Underwear in ’The To Do List.’
Photo: Courtesy of CBSFilms

Type-A valedictorian Brandy (Aubrey Plaza) finally decides to let loose and experience all the things she’s missed over the past 18 years. First stop: keg stand. Her hair is messy, her cleavage is showing, her dress is over her head, and… She’s wearing her Saturday granny panties. Archetypal sexually uninhibited ladies don’t wear day-of-the-week panties. Now, I don’t want to get too symbolic up in here, but OK, actually, yes I do. This moment, these giant floppy underpants, all of it represents the fact that Brandy and all the other “good girls” of the world can do all the (literal and figurative) keg stands they want, but it can’t hide who they are at the core. I know, I know—who knew underwear could be so profound?


Skorts in ’The To Do List.’
Photo: Courtesy of CBSFilms

In Brandy’s first attempt to cross an item off her to do list, she decides to go to third base with sweet-faced Cameron (Johnny Simmons). Things are progressing typically enough until Cameron moves to unzip Brandy’s skirt, and *drumrollll* finds another layer of denim.

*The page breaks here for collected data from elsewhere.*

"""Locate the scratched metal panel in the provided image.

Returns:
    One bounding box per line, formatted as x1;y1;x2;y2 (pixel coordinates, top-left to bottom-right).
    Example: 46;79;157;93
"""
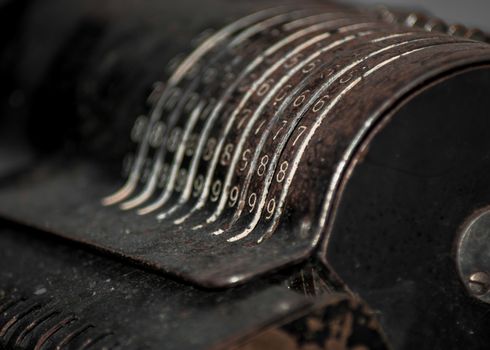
0;225;323;349
0;224;392;349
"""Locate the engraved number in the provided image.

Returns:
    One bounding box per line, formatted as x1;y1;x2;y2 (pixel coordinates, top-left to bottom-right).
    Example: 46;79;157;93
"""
266;198;276;219
175;169;187;192
211;180;222;202
273;120;287;140
274;84;292;104
131;116;148;143
149;122;166;148
248;193;257;212
257;79;274;97
193;174;204;197
220;143;234;166
237;109;252;130
276;161;289;183
186;134;199;157
184;93;200;113
203;138;217;161
255;120;266;135
313;95;329;113
165;88;181;109
239;149;251;172
229;186;240;207
293;90;310;107
257;155;269;177
158;164;170;188
167;128;182;152
302;59;320;74
293;126;308;146
284;54;304;69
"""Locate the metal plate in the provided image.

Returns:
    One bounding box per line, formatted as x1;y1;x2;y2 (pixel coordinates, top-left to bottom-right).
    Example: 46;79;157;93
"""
0;223;389;350
323;66;490;349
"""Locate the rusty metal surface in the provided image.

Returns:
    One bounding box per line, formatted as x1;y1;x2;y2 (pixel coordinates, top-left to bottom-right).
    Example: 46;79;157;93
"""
1;1;490;349
0;1;490;289
322;66;490;348
0;222;389;350
231;296;389;350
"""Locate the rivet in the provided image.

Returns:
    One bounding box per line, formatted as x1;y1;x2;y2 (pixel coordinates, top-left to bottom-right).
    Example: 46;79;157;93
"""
468;272;490;296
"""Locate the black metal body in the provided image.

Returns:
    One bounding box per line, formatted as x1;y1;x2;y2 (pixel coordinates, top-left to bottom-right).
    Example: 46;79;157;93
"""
1;0;490;349
0;223;388;349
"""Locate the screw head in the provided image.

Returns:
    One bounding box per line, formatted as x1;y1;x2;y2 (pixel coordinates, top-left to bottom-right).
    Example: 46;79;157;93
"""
456;209;490;304
468;272;490;296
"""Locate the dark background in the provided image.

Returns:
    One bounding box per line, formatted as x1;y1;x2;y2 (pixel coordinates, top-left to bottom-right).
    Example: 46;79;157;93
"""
349;0;489;31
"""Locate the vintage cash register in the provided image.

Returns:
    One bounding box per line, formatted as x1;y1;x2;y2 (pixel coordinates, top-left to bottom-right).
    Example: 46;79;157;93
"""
1;0;490;348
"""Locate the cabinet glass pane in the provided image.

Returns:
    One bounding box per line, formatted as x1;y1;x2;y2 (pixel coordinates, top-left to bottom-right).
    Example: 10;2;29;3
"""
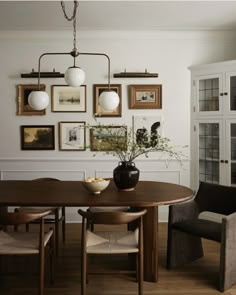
199;78;219;111
230;76;236;110
199;123;219;184
231;124;236;185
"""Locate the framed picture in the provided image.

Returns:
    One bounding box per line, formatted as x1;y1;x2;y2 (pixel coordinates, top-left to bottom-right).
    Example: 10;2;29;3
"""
51;85;86;112
93;84;122;117
129;84;162;109
59;121;86;151
17;84;46;115
90;125;127;151
21;125;55;150
133;115;162;144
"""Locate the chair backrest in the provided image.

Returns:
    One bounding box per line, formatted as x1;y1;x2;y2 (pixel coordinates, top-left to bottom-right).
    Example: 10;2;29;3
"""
0;210;52;226
78;209;147;225
195;182;236;215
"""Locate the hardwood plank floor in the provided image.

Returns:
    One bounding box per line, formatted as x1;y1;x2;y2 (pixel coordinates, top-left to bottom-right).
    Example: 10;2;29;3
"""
1;223;235;295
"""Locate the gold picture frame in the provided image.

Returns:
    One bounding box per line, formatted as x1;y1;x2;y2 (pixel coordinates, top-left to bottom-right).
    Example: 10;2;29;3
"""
93;84;122;117
129;84;162;109
90;125;127;151
17;84;46;115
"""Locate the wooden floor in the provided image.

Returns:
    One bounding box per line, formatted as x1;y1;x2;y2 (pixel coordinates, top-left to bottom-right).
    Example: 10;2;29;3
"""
1;223;236;295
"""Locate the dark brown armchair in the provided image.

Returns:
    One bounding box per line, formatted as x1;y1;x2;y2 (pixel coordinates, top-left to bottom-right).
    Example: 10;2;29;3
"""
166;181;236;291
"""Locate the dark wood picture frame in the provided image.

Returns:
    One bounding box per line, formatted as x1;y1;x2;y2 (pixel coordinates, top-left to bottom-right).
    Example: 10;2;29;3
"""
93;84;122;117
51;85;86;112
129;84;162;109
21;125;55;150
90;125;127;151
17;84;46;116
59;121;86;151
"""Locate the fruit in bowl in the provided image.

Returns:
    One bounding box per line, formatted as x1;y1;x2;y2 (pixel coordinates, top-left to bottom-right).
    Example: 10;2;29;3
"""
81;177;110;194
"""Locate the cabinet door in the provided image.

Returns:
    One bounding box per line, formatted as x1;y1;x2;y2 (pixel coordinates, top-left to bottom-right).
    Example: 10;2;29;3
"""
193;74;223;116
224;72;236;115
195;121;223;185
225;120;236;186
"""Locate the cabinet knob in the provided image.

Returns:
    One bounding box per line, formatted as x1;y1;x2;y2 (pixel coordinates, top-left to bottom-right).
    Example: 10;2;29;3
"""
225;160;229;164
220;160;224;163
220;93;224;96
224;92;228;95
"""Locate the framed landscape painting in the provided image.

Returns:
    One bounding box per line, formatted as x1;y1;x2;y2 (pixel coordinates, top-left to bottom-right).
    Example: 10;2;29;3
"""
93;84;122;117
129;84;162;109
17;84;46;115
90;125;127;151
21;125;55;150
59;121;86;151
51;85;86;112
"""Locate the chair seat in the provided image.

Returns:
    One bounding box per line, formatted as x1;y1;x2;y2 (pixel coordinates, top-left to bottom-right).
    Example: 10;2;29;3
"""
0;229;53;254
172;219;222;242
86;229;139;254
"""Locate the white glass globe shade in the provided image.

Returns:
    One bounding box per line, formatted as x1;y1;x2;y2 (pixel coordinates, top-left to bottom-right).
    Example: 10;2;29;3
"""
99;90;120;111
28;91;49;111
64;66;85;87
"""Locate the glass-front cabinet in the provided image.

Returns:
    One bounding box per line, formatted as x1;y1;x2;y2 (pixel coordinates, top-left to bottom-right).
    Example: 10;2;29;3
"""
194;119;236;187
193;71;236;116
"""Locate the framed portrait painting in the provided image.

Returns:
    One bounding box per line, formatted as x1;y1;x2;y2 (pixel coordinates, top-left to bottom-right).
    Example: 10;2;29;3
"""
21;125;55;150
90;125;127;151
129;84;162;109
59;121;86;151
51;85;86;112
93;84;122;117
17;84;46;115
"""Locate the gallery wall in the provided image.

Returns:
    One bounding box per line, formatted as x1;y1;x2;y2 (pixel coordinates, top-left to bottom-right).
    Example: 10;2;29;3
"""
0;29;236;222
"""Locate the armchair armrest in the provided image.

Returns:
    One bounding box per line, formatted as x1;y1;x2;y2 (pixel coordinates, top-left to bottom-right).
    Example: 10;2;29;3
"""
168;200;199;224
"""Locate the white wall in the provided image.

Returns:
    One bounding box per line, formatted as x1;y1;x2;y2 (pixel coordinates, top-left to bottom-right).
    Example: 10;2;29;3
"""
0;29;236;222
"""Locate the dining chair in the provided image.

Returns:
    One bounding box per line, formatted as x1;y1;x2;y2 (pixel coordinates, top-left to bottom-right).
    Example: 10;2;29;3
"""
78;208;147;295
0;210;54;295
15;178;66;256
167;181;236;291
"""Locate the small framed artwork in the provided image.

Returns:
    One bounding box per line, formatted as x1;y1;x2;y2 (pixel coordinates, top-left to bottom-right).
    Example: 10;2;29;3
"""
93;84;122;117
17;84;46;115
90;125;127;151
51;85;86;112
59;121;86;151
129;84;162;109
21;125;55;150
133;115;162;144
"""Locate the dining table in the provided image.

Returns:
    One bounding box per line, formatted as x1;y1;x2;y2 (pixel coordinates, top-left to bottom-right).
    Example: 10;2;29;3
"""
0;179;193;282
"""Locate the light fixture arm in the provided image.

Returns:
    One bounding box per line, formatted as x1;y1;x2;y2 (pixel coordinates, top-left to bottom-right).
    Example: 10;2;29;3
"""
36;51;111;91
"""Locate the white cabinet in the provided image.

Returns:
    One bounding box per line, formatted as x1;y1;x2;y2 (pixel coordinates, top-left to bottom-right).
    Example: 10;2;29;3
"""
190;60;236;190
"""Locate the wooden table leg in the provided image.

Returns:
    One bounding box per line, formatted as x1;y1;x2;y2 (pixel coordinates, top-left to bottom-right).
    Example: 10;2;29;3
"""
143;206;158;282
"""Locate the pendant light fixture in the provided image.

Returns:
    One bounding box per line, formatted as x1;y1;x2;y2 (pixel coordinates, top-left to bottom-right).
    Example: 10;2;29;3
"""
28;1;119;111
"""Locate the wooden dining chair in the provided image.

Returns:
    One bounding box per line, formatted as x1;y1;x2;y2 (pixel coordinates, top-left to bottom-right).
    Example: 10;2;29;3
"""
0;210;54;295
78;208;147;295
15;178;66;256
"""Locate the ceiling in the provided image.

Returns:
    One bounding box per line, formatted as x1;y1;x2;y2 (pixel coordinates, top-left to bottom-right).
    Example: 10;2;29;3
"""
0;1;236;31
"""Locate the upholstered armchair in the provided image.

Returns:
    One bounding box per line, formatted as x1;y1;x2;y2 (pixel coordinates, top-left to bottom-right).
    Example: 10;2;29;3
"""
166;181;236;292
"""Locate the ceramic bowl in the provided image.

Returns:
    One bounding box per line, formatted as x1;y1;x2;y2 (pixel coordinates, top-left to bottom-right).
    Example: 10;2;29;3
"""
81;178;110;194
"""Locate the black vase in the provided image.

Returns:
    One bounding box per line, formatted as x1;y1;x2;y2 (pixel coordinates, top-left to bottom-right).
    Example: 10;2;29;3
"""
113;161;140;191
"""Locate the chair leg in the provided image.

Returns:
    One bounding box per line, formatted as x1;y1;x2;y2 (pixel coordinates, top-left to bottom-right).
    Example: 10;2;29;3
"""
55;210;59;256
39;246;45;295
81;252;87;295
62;207;66;243
138;251;143;295
49;230;55;285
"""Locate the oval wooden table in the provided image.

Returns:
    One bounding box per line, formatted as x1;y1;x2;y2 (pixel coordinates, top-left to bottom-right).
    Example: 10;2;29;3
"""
0;180;193;282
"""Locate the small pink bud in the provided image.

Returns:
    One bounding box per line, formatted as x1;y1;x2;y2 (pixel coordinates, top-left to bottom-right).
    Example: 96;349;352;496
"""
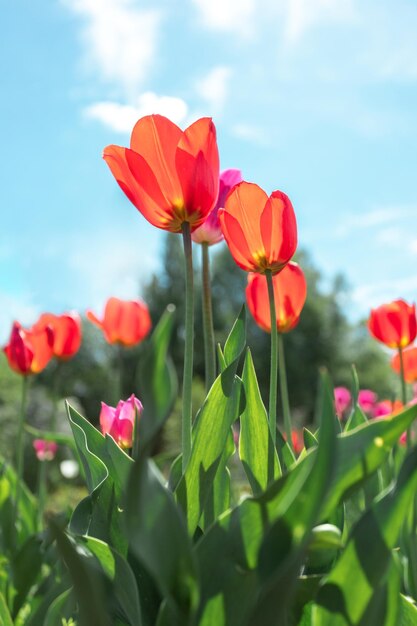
33;439;58;461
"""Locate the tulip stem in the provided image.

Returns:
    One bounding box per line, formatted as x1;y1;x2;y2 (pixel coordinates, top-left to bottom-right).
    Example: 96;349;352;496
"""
202;242;216;392
278;333;294;453
398;347;410;447
13;375;30;546
37;460;47;530
117;345;124;402
182;222;194;471
266;270;278;447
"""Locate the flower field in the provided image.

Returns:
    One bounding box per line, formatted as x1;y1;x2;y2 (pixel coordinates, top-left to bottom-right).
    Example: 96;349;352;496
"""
1;114;417;626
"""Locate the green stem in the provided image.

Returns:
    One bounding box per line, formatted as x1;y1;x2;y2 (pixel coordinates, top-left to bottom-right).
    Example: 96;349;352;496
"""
201;242;216;392
266;270;278;447
398;346;410;448
278;333;294;453
13;375;30;546
37;460;47;530
50;361;62;432
115;345;124;402
182;223;194;471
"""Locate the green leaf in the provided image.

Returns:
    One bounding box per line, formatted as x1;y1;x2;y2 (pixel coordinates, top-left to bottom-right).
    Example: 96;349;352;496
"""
50;522;112;626
126;458;199;624
66;403;108;494
303;428;318;450
399;594;417;625
67;404;127;553
44;589;74;626
81;536;142;626
344;404;367;432
240;349;281;494
246;371;338;625
194;372;338;626
0;592;13;626
12;535;44;617
223;305;246;368
322;401;417;520
314;447;417;625
137;306;178;451
200;434;234;531
0;456;37;546
175;375;241;534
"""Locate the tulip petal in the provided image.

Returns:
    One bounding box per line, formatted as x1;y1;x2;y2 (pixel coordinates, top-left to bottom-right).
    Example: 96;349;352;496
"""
219;209;256;271
224;182;267;258
260;191;297;272
129;114;183;205
100;402;117;435
104;145;174;230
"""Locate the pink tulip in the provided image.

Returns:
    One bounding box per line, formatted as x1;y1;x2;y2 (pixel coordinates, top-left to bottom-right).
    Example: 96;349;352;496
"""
358;390;377;414
192;169;242;245
99;394;143;449
33;439;58;461
334;387;351;418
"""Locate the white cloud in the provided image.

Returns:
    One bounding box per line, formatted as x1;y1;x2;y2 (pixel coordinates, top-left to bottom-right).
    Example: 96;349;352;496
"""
195;66;232;113
85;92;189;132
62;0;162;95
230;123;268;145
352;275;417;312
335;207;416;238
191;0;255;36
284;0;356;44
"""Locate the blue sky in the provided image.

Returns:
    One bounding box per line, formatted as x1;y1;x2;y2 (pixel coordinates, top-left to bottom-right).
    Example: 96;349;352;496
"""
1;0;417;340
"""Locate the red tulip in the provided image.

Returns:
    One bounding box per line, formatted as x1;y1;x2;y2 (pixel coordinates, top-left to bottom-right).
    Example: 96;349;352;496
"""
218;182;297;274
32;312;82;360
246;262;307;333
391;346;417;383
3;322;54;375
103;115;219;233
368;299;417;349
33;439;58;461
100;394;143;449
192;168;242;245
87;297;152;347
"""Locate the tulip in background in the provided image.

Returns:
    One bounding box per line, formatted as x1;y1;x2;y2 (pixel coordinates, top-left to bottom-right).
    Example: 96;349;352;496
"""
32;312;82;360
391;346;417;383
334;386;351;418
245;262;306;453
100;394;143;449
3;321;54;375
245;262;307;333
373;399;404;418
87;297;151;347
358;389;377;415
33;439;59;462
368;299;417;349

Cameron: Is this shorts or a skirt?

Brandy: Neither, they’re skorts.

Unless you’re Molly Ringwald, first hook-ups are never cute. So, thank you, skorts, for keeping it real and making this fact even more glaringly obvious.


Aubrey Plaza and her Trapper Keeper in ’The To Do List.’
Photo: Courtesy of MovieWeb

You wouldn’t normally think of a Trapper Keeper as an accessory, but trust me, it’s the most important one in this entire movie. I mean, it stores THE to do list (y’know, like the TITLE?). Brandy uses the glorified binder in 50% of the scenes and carries it like it’s the Celine Trapeze Bag. Every time you hear the rip of that Velcro flap, you just know that something big is about to go down. Including the pivotal moment wherein the list falls into the hands of the ABSOLUTE wrong person. That kind of plot twist just doesn’t happen with password-protected smartphones.


Aubrey Plaza in ’The To Do List.’
Photo: Courtesy of CBSFilms

The To Do List takes place in 1993, right when Baywatch was in its Pamela Anderson/David Hasselhoff prime. Brandy gets a summer job working at the same pool as hunky Rusty Waters (Scott Porter), her sexual white whale. Cut to her trying to be seductive. All. The. Time. Luckily, the pool issues out red one-piece swimsuits to all the lifeguards, so one slow mo Baywatch strut is all it takes to get Rusty’s attention for good. Oh, she also tries to seductively eat a popsicle on her lifeguard stand, but as it turns out, brain freeze is not all that alluring.


Flannel in ’The To Do List.’
Photo: Courtesy of CBSFilms

Oh, flannel. Glorious, grungy, Kurt Cobain-y waist-tied flannel. There is something undeniably appealing about a brooding, plaid-wearing musician who refuses to be bothered with any issues less important than genocide. Brandy learns this when she spies Van (Andy Samberg) at a dimly-lit concert and instantly decides that he will be her next sexploit. But here’s the thing about flannel—once the boy loses his shirt, he also loses very important appeal points. I won’t spoil the atrocity of the *achem* climactic Brandy-Van scene, but I will tell you that it involves a shower and some extremely UN-waterproof hair dye. But heed these words: don’t always trust a dude in flannel.